With the Ohio State football season gaining momentum, many fans are welcoming the team to Columbus for home games. With the home games, fans have another thing to think about: the cost of being a season parking-pass holder.
Some season parking-pass holders will be required to make a donation in order to receive the same level of parking access the next year. This donation can be made to the President’s Club by the end of the year or to the Buckeye Club by Feb. 1.
Because of campus construction, the parking lot at West 10th Avenue and Cannon Drive might be unusable during the 2016 season. This limits the space that can be used by parking-pass holders, thus leading to the increase in enforcement of the donation rule, said Jordan Birkemeier, director of the Buckeye Club.
A letter sent from the Buckeye and President’s clubs in March to season parking-pass holders detailed the donation requirements and the closure of the 10th and Cannon parking lot.
Birkemeier said that the donations are nothing out of the ordinary and that the fees and donations are necessary to hold a season parking permit.
“This is nothing new, this has been around for as long as I’ve been here that a donation is required for season parking; so it’s either $3,000 or $5,000 to the institution,” he said.
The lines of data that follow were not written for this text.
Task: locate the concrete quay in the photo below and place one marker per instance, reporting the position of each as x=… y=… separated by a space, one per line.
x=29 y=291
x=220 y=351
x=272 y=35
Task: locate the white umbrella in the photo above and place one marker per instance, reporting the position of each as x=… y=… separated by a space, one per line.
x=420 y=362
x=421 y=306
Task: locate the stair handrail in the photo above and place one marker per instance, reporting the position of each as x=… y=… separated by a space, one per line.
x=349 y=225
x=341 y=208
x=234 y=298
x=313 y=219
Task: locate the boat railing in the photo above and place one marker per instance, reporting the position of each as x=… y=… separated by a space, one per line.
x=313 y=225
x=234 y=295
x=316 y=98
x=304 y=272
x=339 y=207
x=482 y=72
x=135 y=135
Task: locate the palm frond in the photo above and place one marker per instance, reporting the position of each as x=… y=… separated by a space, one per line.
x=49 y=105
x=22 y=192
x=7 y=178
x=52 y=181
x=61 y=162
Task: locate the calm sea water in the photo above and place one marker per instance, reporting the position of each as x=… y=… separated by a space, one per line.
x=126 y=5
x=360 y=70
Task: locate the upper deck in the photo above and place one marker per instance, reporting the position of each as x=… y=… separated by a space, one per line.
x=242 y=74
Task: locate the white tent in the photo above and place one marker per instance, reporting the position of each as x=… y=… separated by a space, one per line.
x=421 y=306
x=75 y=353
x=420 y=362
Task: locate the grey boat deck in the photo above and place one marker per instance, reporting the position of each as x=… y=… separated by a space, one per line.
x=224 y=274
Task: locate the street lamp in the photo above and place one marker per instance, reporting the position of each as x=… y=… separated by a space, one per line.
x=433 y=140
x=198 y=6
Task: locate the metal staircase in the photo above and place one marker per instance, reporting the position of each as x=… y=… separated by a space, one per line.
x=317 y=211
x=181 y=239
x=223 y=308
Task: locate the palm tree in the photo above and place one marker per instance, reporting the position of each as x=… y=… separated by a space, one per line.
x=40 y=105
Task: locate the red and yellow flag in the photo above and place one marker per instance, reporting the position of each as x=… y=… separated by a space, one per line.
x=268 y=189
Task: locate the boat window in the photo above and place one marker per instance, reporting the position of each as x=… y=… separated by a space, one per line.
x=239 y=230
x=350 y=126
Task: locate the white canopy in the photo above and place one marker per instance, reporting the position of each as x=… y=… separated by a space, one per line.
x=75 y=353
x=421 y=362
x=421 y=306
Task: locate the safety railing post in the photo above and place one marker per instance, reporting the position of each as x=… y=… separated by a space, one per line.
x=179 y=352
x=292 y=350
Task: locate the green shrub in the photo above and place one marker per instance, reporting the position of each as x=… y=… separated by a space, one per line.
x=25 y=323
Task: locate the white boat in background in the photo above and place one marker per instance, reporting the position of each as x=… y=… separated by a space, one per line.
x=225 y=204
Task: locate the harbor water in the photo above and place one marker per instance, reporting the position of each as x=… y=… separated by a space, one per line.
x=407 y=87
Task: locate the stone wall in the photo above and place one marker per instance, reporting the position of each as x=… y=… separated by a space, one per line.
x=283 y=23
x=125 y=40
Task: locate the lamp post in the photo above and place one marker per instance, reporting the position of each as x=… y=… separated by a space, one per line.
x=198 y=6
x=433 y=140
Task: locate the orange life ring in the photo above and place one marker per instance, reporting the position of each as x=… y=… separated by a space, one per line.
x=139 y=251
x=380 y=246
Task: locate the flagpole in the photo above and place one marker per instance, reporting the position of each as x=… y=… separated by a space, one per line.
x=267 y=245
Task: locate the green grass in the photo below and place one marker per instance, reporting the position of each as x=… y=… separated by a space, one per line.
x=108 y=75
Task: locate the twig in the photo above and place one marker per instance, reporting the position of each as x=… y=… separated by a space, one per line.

According to the Buckeye Club’s website, donations support student athlete scholarships. The President’s Club recognizes donors to the university for their contributions to various areas of need in the OSU community.
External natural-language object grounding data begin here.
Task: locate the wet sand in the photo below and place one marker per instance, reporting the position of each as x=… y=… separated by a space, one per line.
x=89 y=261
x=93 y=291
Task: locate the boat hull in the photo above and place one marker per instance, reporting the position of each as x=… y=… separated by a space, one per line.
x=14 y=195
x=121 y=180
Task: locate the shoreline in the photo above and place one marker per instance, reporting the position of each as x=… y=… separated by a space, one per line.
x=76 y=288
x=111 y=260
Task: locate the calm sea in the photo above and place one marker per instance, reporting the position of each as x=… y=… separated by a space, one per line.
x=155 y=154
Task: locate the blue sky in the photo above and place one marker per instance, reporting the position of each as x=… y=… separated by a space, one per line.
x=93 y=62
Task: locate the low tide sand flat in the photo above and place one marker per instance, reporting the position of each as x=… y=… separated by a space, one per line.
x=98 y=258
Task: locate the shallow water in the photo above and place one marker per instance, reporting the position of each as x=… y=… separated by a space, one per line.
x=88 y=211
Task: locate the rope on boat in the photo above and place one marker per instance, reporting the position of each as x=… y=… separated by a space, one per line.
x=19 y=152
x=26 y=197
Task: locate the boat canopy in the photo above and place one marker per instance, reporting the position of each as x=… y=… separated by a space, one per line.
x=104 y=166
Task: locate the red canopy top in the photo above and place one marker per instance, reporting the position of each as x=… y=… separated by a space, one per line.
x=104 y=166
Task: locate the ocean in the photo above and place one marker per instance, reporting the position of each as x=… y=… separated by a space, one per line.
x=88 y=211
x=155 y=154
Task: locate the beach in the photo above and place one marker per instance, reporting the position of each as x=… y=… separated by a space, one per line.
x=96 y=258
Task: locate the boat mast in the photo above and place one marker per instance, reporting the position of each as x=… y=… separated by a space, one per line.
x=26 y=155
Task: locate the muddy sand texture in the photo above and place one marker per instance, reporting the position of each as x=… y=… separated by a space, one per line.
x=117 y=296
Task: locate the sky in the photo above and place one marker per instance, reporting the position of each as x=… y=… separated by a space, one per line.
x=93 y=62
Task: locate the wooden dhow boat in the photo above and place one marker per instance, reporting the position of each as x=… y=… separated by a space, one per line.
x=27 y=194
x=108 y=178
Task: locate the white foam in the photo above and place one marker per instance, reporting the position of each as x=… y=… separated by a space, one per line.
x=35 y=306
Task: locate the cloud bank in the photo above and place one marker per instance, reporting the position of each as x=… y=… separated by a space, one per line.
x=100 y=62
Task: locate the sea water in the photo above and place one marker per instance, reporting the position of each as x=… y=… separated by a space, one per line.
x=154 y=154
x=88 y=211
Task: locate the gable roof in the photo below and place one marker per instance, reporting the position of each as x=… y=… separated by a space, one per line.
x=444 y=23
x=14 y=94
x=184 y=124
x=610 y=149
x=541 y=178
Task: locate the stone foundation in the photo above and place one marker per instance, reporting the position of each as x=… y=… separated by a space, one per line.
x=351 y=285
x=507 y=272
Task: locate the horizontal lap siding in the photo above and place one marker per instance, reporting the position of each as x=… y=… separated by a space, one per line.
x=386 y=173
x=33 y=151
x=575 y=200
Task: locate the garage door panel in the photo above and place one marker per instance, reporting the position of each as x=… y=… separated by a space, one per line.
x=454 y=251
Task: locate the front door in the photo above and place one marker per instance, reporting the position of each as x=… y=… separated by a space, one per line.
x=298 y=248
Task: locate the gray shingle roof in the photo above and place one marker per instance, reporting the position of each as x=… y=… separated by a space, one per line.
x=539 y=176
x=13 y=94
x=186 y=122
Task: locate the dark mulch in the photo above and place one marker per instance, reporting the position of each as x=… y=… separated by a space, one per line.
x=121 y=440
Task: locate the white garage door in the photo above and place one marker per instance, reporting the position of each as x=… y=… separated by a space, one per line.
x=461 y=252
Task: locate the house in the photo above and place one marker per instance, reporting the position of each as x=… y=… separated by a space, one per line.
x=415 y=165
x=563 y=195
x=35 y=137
Birkemeier said he wished to assure season parking-pass holders that if they do not meet the required donation, they will not lose their pass.
“If someone does not make a qualified contribution, they won’t lose their season parking pass, they will just be moved to another lot that is a season-pass lot,” he said.
Jerry Vance, a graduate of the class of 1966 and avid tailgater, said he once was a season parking-pass holder.
“The first time I bought a parking pass it was $75,” Vance said, adding that this was in 1990. “I don’t mind the $375 price. But I think the $3,000 or $5,000 yearly gift to park is way out of line.”
Vance also said that the garages on game days where people buy passes are not always full, even during the Michigan game last year.
“I think they are trying to drive alumni away and keep them from tailgating, and the money they are charging is way over and above what it should be,” he said.
Karen Lane, a parking-pass holder of 35 years, said she agreed with Vance.
“It seems to me that the university is not supportive of those who are alums and the common fan, but rather the sources that it can obtain the most money,” Lane said.
The donation enforcements will not affect parking benefits for the 2015 football season.